Le réseau électrique ne suit plus, le gaz prend le relais
Ce virage a une explication technique. Les délais de raccordement au réseau électrique se comptent désormais en années aux États-Unis. Plutôt que d’attendre, les entreprises construisent leurs propres centrales en dehors du réseau, ce que l’industrie appelle le « behind-the-meter ». Pour ces installations autonomes, le gaz reste la solution la plus rapide et la moins coûteuse à déployer.
Cully Cavness, cofondateur de Crusoe Energy, défend cette stratégie dans une déclaration à Wired : le gaz serait un « pont essentiel » en attendant les batteries, le solaire, l’éolien et les petits réacteurs nucléaires modulaires. Une transition qui n’a, pour l’instant, pas de calendrier précis.
Interrogé la semaine dernière lors d’une conférence sur l’énergie à Houston par Axios, le responsable de l’énergie avancée chez Google, Michael Terrell, n’a pas souhaité commenter la compatibilité de ces projets avec les objectifs climatiques de l’entreprise. « Nous n’avons rien à dire là-dessus », a-t-il répondu.
Le prix climatique de la course à l’IA
Selon l’Agence internationale de l’énergie, la consommation électrique mondiale des data centers devrait doubler d’ici 2030, portée par l’explosion de l’IA générative.

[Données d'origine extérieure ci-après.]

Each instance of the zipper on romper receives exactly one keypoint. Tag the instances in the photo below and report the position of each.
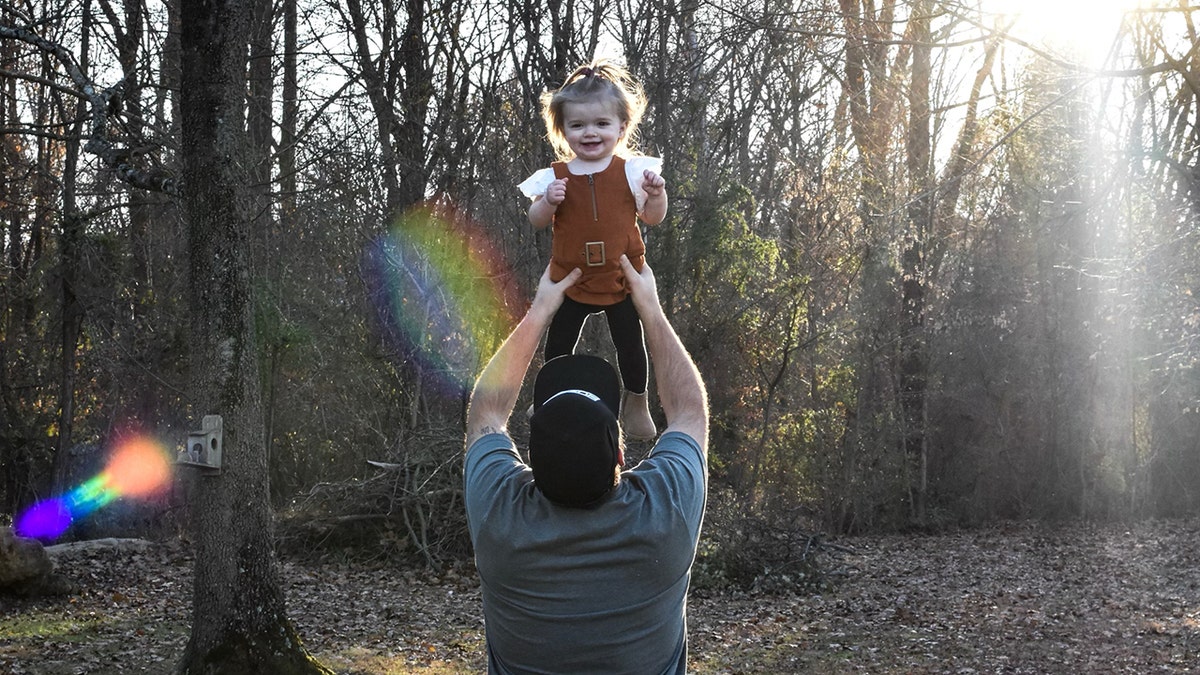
(592, 185)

En France, RTE a alerté début 2026 sur l’impact potentiel des data centers sur le réseau national, estimant qu’ils pourraient représenter jusqu’à 6,5 % de la consommation électrique française d’ici 2035.
La situation crée un paradoxe que résume bien Michael Thomas de Cleanview : les entreprises qui vendent l’IA comme outil pour optimiser la consommation d’énergie construisent en parallèle les infrastructures les plus gourmandes en combustibles fossiles de la décennie. Quand Google a présenté sa vision climatique en 2020, ses data centers consommaient déjà l’équivalent d’une ville de 500 000 habitants. Six ans et une révolution IA plus tard, un seul de ses campus pourrait polluer autant qu’une métropole entière.
Crusoe Energy prévoit de démarrer les premières turbines à gaz du campus Goodnight avant la fin de l’année 2026. Aucune date n’a été communiquée pour l’installation des éoliennes.